The 21th century is coined the age of data due to the massive amounts of data collected on a daily basis, not only in social networks, but foremost also in science such as life sciences. The ever increasing diversity of such data ranging from images over data on manifolds to immensely complex high-dimensional data has to be matched by sophisticated methodologies for their acquisition, analysis, storage, and transmission. This poses an intriguing challenge to mathematics as a whole, since not only is it evidently of key importance for such methods to have a substantial mathematical foundation, but also often only a mathematical approach allows the development of appropriate approaches. In addition, data-based methods such as deep neural networks have lately shown tremendous success in even outperforming mathematical methods based on traditional modeling such as in the area of inverse problems or for numerical analysis of partial differential equations.
The novel area of mathematics of data science draws from various areas of traditional mathematics such as applied harmonic analysis, functional analysis, numerical linear algebra, optimization, and statistics. It also intersects with the area of machine learning, customarily assigned to computer science. Another intriguing feature of this area is the interplay between the development of deep mathematical theories and a truly interdisciplinary and even transdisciplinary component.
Berlin Research Groups
Several branches of the area of mathematics of data science are prominently represented within Berlin mathematics, taking internationally leading positions.

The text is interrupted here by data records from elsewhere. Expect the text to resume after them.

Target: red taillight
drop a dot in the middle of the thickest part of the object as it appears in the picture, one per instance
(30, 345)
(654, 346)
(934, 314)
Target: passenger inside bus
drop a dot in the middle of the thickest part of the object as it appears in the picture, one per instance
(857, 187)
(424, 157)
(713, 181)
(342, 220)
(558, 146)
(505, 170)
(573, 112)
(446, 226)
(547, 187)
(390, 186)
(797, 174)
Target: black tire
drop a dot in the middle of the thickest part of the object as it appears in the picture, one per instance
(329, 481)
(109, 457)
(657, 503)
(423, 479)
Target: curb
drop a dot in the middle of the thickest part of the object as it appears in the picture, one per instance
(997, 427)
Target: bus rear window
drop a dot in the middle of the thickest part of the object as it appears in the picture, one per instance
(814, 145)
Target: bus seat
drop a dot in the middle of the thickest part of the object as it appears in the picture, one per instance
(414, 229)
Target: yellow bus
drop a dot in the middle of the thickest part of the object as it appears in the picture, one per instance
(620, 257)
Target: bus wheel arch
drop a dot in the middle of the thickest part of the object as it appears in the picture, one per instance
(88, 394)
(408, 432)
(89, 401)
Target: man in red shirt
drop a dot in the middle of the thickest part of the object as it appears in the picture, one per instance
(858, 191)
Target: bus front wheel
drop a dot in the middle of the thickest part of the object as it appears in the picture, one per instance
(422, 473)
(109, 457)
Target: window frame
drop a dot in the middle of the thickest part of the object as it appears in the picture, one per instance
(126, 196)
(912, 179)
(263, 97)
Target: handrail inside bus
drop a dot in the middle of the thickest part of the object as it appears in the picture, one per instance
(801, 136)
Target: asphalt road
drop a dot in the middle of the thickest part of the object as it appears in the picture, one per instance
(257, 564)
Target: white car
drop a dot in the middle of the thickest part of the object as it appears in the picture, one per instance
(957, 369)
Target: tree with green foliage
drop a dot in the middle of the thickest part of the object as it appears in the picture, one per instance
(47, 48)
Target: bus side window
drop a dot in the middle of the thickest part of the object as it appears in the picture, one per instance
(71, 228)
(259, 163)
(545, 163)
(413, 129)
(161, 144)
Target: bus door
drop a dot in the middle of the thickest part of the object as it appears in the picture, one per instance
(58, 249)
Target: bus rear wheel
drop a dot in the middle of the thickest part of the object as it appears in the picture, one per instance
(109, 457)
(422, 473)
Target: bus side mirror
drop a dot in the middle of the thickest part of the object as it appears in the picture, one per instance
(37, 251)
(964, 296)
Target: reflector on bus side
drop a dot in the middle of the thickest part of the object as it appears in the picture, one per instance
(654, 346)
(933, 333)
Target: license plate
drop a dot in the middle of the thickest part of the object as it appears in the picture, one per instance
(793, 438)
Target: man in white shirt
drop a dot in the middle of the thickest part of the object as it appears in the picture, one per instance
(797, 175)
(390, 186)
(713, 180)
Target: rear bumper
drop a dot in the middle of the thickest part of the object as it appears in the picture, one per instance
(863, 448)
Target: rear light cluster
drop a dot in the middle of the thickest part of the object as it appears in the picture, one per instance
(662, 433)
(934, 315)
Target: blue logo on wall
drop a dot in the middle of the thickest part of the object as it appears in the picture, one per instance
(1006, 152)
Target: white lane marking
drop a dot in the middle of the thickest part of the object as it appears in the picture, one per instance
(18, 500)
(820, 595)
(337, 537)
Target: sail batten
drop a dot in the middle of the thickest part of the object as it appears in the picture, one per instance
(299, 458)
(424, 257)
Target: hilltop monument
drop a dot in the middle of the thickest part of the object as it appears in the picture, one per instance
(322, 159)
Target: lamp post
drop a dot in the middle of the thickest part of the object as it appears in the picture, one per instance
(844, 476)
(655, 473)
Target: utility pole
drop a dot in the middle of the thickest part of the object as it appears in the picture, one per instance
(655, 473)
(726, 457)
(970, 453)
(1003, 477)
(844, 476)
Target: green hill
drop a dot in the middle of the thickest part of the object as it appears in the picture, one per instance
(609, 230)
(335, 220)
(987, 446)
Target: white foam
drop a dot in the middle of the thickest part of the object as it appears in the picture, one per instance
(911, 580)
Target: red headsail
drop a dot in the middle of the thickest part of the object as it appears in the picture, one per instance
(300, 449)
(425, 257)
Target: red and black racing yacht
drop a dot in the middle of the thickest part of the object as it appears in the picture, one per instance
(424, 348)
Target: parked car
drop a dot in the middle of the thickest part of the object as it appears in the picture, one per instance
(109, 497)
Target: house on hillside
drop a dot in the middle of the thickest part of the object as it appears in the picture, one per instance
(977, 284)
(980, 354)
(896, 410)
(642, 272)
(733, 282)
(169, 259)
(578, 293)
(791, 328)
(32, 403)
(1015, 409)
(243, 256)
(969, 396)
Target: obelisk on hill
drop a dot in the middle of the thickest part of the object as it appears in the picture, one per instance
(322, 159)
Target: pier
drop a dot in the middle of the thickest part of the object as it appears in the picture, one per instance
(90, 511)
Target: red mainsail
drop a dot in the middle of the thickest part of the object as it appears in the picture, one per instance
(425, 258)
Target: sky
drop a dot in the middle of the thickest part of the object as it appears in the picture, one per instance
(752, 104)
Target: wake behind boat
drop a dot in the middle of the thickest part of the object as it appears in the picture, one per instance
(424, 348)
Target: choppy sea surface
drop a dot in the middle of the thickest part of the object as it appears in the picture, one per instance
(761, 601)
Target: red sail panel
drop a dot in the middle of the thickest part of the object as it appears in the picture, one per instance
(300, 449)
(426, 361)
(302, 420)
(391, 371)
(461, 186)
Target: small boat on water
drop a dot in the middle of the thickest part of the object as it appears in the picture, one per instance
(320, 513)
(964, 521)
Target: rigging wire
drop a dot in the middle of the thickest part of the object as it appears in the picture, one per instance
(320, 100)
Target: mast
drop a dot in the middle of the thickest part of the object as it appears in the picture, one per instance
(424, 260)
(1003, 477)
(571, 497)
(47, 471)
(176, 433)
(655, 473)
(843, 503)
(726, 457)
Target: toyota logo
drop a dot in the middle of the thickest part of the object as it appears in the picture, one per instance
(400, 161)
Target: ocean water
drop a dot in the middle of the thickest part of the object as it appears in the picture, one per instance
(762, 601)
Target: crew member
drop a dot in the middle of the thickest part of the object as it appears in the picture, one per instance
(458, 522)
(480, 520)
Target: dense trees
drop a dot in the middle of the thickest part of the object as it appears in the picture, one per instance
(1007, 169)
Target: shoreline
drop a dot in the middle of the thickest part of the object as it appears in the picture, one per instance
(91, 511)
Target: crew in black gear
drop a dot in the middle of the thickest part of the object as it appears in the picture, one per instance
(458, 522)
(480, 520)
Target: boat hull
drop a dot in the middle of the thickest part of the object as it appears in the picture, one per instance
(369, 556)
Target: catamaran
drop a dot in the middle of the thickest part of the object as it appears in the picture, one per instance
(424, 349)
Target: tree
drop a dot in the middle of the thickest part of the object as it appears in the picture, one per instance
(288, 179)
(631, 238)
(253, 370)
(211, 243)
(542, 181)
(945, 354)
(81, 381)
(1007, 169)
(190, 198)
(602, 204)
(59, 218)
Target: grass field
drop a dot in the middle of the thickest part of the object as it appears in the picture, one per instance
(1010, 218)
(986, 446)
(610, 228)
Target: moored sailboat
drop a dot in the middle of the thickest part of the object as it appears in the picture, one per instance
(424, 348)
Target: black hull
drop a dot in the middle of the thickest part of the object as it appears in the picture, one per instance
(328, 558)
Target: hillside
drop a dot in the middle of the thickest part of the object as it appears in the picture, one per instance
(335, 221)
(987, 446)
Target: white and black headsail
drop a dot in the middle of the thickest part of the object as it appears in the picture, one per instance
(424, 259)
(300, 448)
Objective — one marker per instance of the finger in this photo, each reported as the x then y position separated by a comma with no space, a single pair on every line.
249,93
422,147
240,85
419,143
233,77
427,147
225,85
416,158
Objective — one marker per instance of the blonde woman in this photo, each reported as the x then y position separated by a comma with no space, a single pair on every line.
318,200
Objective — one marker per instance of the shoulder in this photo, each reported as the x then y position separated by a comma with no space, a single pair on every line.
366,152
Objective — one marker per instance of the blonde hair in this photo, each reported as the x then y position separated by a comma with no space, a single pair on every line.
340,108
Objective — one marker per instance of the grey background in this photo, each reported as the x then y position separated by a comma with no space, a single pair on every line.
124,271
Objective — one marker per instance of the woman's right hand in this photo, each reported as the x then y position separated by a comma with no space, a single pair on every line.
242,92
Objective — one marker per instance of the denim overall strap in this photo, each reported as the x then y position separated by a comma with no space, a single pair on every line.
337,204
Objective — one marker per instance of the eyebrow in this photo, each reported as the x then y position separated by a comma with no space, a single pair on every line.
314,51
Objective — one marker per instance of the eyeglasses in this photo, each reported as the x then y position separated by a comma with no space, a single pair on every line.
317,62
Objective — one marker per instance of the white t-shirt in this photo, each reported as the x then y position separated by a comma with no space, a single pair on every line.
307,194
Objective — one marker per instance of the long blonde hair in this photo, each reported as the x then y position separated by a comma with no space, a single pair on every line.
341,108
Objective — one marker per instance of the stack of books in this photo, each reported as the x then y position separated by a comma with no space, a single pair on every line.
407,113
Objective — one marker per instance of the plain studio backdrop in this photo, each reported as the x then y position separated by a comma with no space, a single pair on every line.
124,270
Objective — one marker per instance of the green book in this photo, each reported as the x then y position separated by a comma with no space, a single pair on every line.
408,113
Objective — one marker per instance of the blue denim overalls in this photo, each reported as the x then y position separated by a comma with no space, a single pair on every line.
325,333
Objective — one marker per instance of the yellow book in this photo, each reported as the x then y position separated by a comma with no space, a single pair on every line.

The state of the art for data acquisition is the methodology of compressed sensing (Kutyniok), which was introduced in 2006. It surprisingly predicts that high-dimensional signals, which allow a sparse representation by a suitable basis or, more generally, a frame, can be recovered from what was previously considered highly incomplete linear measurements by using efficient algorithms such as convex optimization approaches. The DFG Priority Program Compressed Sensing in information processing is also coordinated from Berlin (coordinator: Kutyniok).
On the data analysis side, deep neural networks (Friz, Kutyniok, Noe) have shown outstanding success in real-world applications. However, most of the related research is empirically driven and a mathematical foundation is almost completely missing, thereby posing an exciting challenge to mathematicians. Key questions in this range are the expressibility of a network architecture, performance of the learning algorithm, the analysis of the generalization error, the interpretability of the neural network, and the application to either specific areas such as life sciences or to problem settings such as inverse problems.
Of key importance for a variety of data analysis tasks such as hypothesis testing, regression or clustering are statistical methods such as Markov processes, statistical learning theory, or Bayesian statistics (Noe, Reiss, Spokoiny).
Another methodological approach to analysis of data sets such as for dimension reduction or feature selection are methods based on the novel paradigm in mathematical data science that data typically allows a sparse approximation by a suitable basis, often in the form of a variational form with a sparse prior (Conrad, Kutyniok, Schütte). An appropriate representation system can be derived as a prescribed system (wavelet, shearlets, ...) or it can be derived by dictionary learning techniques (Kutyniok).
One particularly intriguing and versatile application area for mathematical data science is life sciences with data ranging from EEG signals to MRI images to dynamical, multimodal, hierarchical data sets from patients. The expertise of Berlin mathematics includes molecular dynamics (Noe, Schütte), analysis of -omics data (Conrad, Schütte), personalized medicine (Schütte), and medical imaging sciences (Hintermüller, Kutyniok). Another application area of data science methods represented in Berlin is finance (Friz, Reiss, Spokoiny, Stannat), which typically requires analysis of time series data. This area is also supported by RTG 1845 "Stochastic Analysis with Applications in Biology, Finance and Physics" (coordinator: Imkeller).
Statistical methods for Data Science
◦ Bayesian statistics
◦ Concentration inequalities, empirical risk minimization
◦ (Maximum likelihood) estimation
◦ Random matrices
◦ Regression and classification, regularization, and (un)supervised learning
Analysis of high-dimensional data
◦ Basics of compressed sensing and (sparse) approximation theory
◦ Complexity measures for data such entropy
◦ Data representations such as structured representations and dictionary learning
◦ Methods for dimension reduction such as Johnson-Lindenstrauss Lemma or PCA
Topics for advanced courses reach from “Deep Learning” and “Rough Paths and the Signature Method in Machine Learning” over “Geometric Functional Analysis” and “(High-Dimensional) Convex Geometry” to “Nonlinear Optimization” and “Image Processing”.